Dr. Ermentrout is interested in the applications of nonlinear dynamics to biological problems. His main focus is in the area of mathematical neuroscience, where he tries to understand the patterns of activity in networks of neurons. Dr. Ermentrout models recurrent activity, waves, and oscillations in a variety of neural systems, including olfaction (sense of smell), rat whisker barrels, cortical slices, and working memory. He is also interested in problems from physiology, immunology, and cell biology, all of which he has modeled with students and postdocs.
Prof. Constantine Research
Gregory Constantine contributes to the planning of scientific experiments, and is using data to build a wide range of data-driven statistical models. Such models may include nonparametric as well as parametric mechanistic ones, probabilistic Bayesian and neuro-network models, predictive parametric models, and models driven by discrete mathematics techniques. His activities involve also the fit of dynamical discrete system models, such as systems of ordinary difference or differential equations, to experimental data for parameter estimation, validation and calibration.
Dr.

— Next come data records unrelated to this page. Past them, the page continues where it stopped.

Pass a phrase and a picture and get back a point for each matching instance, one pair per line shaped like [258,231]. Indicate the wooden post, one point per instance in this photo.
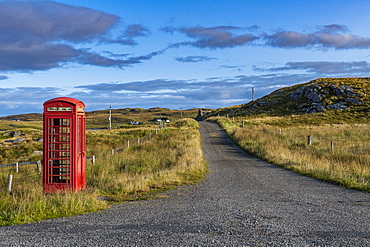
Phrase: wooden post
[110,117]
[10,181]
[38,165]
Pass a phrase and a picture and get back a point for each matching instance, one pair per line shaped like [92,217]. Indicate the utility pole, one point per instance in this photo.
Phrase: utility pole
[110,117]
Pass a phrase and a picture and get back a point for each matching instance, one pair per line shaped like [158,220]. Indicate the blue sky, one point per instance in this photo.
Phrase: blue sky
[174,54]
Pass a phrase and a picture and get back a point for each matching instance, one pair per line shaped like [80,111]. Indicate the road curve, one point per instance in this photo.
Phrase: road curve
[242,202]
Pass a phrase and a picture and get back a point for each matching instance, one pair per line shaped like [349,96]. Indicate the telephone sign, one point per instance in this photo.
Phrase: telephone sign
[64,155]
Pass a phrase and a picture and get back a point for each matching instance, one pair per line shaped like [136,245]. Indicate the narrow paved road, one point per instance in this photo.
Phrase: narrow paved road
[242,202]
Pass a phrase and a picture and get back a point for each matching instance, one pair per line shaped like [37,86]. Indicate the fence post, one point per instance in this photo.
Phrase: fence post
[10,181]
[38,163]
[309,140]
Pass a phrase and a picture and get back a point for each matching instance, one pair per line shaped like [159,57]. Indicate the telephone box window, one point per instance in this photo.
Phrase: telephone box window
[64,145]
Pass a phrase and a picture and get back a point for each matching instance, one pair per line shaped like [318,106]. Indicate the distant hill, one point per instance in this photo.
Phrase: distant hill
[120,117]
[345,96]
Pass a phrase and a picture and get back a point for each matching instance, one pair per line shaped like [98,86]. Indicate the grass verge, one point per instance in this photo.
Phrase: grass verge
[172,157]
[338,153]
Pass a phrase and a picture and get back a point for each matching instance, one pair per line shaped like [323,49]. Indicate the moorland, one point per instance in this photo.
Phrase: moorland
[319,129]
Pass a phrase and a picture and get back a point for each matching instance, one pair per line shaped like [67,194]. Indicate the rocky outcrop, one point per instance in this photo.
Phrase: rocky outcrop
[200,116]
[313,96]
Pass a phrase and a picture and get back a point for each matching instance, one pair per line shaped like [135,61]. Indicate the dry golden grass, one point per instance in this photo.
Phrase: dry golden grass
[338,153]
[173,157]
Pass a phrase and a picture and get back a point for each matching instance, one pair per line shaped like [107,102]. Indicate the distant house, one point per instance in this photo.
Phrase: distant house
[164,119]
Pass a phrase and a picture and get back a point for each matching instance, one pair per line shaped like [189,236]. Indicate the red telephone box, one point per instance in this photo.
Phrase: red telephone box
[64,155]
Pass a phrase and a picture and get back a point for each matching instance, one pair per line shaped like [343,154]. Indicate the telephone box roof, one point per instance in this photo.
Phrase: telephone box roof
[65,99]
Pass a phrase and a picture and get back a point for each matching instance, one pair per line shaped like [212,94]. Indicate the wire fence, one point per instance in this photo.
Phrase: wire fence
[38,175]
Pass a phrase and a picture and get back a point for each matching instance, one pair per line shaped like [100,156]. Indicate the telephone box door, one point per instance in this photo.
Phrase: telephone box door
[64,152]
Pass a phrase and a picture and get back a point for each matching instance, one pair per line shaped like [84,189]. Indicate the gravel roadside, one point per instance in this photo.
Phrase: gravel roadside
[243,202]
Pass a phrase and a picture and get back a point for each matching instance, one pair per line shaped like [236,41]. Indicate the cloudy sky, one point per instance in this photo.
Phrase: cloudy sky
[174,54]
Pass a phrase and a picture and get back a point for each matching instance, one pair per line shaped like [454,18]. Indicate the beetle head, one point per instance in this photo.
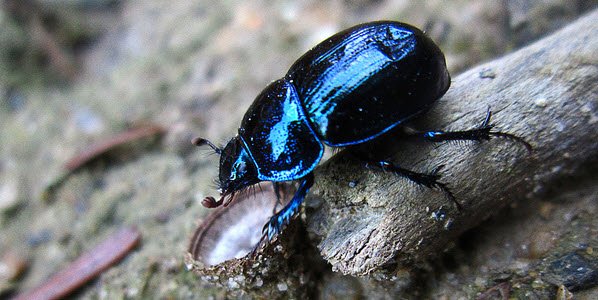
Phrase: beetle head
[237,171]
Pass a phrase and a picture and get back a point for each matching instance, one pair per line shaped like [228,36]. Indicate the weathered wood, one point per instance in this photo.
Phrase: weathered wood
[365,221]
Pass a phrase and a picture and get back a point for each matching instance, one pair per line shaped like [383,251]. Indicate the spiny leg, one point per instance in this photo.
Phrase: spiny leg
[429,180]
[283,217]
[482,133]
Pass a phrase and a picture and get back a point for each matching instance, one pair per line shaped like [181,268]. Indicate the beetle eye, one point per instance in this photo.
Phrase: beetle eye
[241,167]
[238,169]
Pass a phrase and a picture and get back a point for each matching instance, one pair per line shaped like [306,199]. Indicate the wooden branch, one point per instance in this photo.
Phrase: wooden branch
[366,221]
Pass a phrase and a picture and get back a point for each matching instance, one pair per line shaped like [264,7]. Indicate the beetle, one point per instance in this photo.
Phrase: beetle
[346,92]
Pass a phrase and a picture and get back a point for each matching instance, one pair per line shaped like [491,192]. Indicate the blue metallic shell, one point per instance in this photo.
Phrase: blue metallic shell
[367,79]
[278,136]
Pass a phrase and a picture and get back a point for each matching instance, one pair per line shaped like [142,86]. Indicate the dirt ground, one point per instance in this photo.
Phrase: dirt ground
[78,73]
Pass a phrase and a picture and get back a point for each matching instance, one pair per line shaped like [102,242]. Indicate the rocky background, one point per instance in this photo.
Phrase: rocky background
[99,100]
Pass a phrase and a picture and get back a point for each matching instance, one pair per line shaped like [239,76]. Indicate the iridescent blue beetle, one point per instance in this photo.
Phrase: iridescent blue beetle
[347,91]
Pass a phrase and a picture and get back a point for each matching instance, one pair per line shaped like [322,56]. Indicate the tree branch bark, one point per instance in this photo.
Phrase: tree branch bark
[366,221]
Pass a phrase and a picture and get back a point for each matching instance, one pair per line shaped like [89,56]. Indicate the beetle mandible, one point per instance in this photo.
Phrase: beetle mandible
[346,91]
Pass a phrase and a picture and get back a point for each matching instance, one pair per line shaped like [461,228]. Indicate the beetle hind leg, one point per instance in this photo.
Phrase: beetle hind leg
[429,180]
[481,133]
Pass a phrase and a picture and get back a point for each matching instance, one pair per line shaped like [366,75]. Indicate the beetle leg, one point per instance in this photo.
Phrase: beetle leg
[277,192]
[283,217]
[430,180]
[482,133]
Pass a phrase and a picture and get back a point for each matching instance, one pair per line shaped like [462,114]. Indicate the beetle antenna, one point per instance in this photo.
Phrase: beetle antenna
[201,141]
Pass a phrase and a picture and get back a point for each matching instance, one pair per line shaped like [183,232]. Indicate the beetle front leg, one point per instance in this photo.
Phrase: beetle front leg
[482,133]
[283,217]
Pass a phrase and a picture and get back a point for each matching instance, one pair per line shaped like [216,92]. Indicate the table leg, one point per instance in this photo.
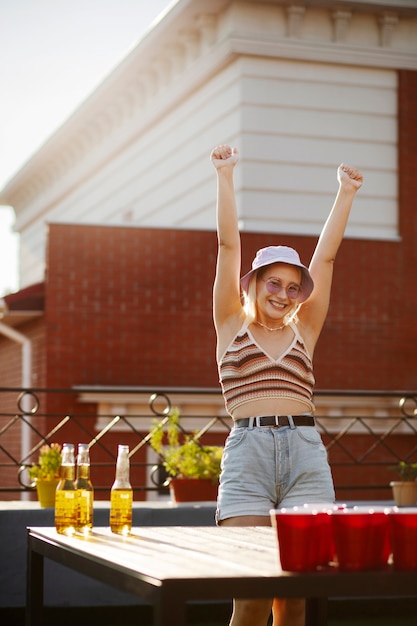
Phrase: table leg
[316,611]
[34,588]
[169,610]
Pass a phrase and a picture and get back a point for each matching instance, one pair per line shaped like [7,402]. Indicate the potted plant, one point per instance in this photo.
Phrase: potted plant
[405,490]
[45,474]
[189,464]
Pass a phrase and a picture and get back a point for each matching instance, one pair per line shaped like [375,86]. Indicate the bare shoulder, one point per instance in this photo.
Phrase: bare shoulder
[227,331]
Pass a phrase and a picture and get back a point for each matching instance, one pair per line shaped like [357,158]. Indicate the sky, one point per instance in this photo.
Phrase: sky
[54,54]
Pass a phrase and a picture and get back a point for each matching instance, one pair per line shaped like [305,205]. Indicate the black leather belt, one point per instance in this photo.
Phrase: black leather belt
[275,420]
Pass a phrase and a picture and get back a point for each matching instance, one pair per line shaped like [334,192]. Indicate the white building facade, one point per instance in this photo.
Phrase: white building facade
[298,87]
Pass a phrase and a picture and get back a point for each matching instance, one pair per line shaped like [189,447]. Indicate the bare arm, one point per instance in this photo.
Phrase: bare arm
[226,301]
[313,313]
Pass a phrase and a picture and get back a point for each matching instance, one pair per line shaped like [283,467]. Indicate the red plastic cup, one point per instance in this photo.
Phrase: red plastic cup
[301,538]
[361,538]
[403,533]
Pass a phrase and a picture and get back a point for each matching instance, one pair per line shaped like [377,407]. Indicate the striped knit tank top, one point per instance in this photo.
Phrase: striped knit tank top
[247,373]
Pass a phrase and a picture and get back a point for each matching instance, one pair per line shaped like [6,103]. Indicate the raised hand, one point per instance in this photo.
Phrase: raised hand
[346,174]
[224,156]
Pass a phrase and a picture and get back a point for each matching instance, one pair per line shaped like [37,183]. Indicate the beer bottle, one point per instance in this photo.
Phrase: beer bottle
[121,495]
[85,491]
[65,496]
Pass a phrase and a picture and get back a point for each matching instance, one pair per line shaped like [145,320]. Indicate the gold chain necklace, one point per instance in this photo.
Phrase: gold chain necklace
[268,327]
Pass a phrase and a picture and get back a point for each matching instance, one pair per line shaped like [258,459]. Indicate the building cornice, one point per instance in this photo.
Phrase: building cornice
[180,53]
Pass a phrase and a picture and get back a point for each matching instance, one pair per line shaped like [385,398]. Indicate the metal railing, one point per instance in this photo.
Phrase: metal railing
[365,433]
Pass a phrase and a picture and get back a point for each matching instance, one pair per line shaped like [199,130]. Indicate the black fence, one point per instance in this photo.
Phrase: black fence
[365,433]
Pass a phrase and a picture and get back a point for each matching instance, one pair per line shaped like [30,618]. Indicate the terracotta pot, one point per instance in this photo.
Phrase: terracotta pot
[46,492]
[193,489]
[404,492]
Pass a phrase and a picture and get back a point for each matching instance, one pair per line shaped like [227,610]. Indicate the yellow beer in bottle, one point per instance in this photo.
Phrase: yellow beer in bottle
[84,491]
[121,495]
[65,496]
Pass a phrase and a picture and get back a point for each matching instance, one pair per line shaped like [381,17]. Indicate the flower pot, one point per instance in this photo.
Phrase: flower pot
[46,492]
[404,492]
[193,489]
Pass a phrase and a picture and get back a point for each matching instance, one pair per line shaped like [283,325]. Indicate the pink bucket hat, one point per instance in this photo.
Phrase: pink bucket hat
[280,254]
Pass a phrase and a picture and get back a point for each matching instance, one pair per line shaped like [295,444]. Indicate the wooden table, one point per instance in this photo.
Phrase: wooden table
[169,566]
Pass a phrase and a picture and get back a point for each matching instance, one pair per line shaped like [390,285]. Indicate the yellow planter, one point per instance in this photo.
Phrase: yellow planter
[46,492]
[404,492]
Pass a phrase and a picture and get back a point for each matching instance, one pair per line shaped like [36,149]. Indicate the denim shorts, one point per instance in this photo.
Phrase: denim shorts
[265,468]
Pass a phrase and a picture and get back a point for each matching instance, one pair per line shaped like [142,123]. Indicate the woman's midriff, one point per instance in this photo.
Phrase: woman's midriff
[270,406]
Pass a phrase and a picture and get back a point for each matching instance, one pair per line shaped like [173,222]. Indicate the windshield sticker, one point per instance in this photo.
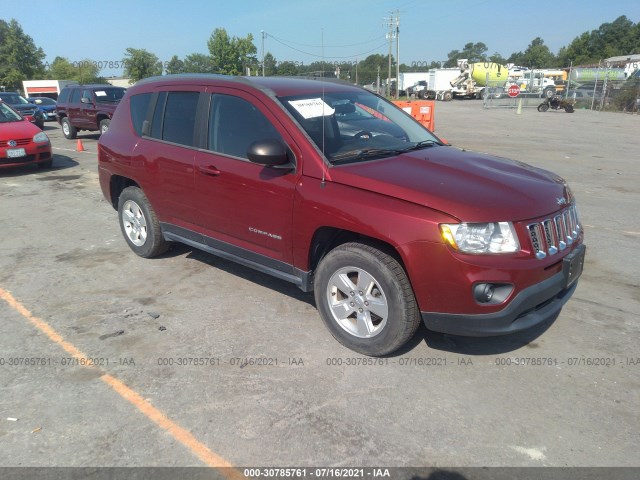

Rubin works on both theoretical and applied problems coming from neuroscience, as well as on inflammation and related medical issues, in collaboration with students, postdocs, and medical school faculty. In the neuroscience area, Dr. Rubin's research focuses on transitions in activity patterns in respiratory pacemaker networks, tremor and deep brain stimulation for movement disorders such as Parkinson's disease, spike-timing dependent synaptic plasticity, and traveling waves in neuronal media. Many of his projects fall into the general theme of spatio-temporal pattern formation in coupled cell networks.
Dr. Swigon works in molecular biology, with a focus on quantification of the relation between the sequence, mechanical properties, and biological function of intracellular components. He has developed micromechanical models of DNA and protein elasticity that combine atomic-scale and continuum mechanics approaches with recent advances in computational chemistry and employ information obtained by x-ray crystallography, single-molecule manipulation, and other experimental techniques.